Неизвестно, знал ли Кир Великий учение Заратуштры. Также неизвестно, признал ли великий перс в боге древних евреев единственного Творца Вселенной. Но наверняка известно, что Ахеменид применил на практике принципы свободы, сформулированные Заратуштрой, и что он позволил иудеям, сосланным в Вавилон, вернуться в свою страну, словно он действительно верил, что их бог только для этого дал ему возможность построить империю.

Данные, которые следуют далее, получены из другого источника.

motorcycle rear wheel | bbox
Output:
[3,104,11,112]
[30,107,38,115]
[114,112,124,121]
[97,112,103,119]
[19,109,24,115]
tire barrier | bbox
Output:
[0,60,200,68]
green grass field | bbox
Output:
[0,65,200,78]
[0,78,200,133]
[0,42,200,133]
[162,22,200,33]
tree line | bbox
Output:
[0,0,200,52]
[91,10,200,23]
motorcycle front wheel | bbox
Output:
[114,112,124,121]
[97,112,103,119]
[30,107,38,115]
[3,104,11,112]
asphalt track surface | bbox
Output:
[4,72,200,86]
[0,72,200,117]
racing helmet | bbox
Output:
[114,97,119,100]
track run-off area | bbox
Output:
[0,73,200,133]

В эпоху Кира такой настрой умов к монотеизму начинал утверждаться среди народов Востока как результат духовного созревания их морали. Предугаданное Заратуштрой и провозглашенное Моисеем божественное единство, исключительная роль бога-творца прямо вели к идее персонифицированного бога, который наилучшим образом отвечал чаяниям людей той эпохи и того региона, загадочного Востока…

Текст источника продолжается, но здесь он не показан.